Cinema: si è spento a Roma Piero Livi, il decano dei registi sardi

Fuori dagli schemi. Se c’è una definizione che può aiutarci a capire chi sia stato Piero Livi, questa è probabilmente la più calzante. I suoi film, una manciata che si conta nelle dita di una mano, sono uno degli esempi più nitidi di un cinema indipendente e rigoroso su una Sardegna vista poche volte al cinema. Nato ad Olbia 90 anni fa, è deceduto ieri a Roma, città in cui risiedeva da tempo, per una serie di complicazioni dovute a un broncopolmonite. I funerali si terranno tra due giorni in forma privata, poi sarà cremato e le sue ceneri verranno portate ad Olbia nella tomba di famiglia.
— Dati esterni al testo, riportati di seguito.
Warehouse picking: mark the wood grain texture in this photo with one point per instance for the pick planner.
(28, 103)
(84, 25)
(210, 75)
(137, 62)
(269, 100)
Con Livi scompare non solo il decano dei cineasti isolani, ma anche l’ultimo esponente di un cinema neorealista che si muoveva tra la ricostruzione filmica e l’analisi sociale e antropologica della realtà che andava filmando. Una lezione che Livi aveva appreso da Vittorio De Seta e aveva fatto sua. Non è un caso che il suo esordio, all’epoca folgorante per come metteva in scena la Barbagia, fu con “Pelle di bandito” nel 1969, “romanzo criminale”, girato con mezzi di fortuna e attori non professionisti, ispirato alla figura di Graziano Mesina. Rivisto oggi, mantiene ancora le peculiarità che al tempo lo resero originale: attenzione agli aspetti più umani e all’ambiente. Una versione speculare ma opposta al contemporaneo “Barbagia” di Carlo Lizzani che rileggeva gli stessi avvenimenti con un taglio più americano, quasi western, tanto che ad impersonare la primula rossa sarda era Terence Hill.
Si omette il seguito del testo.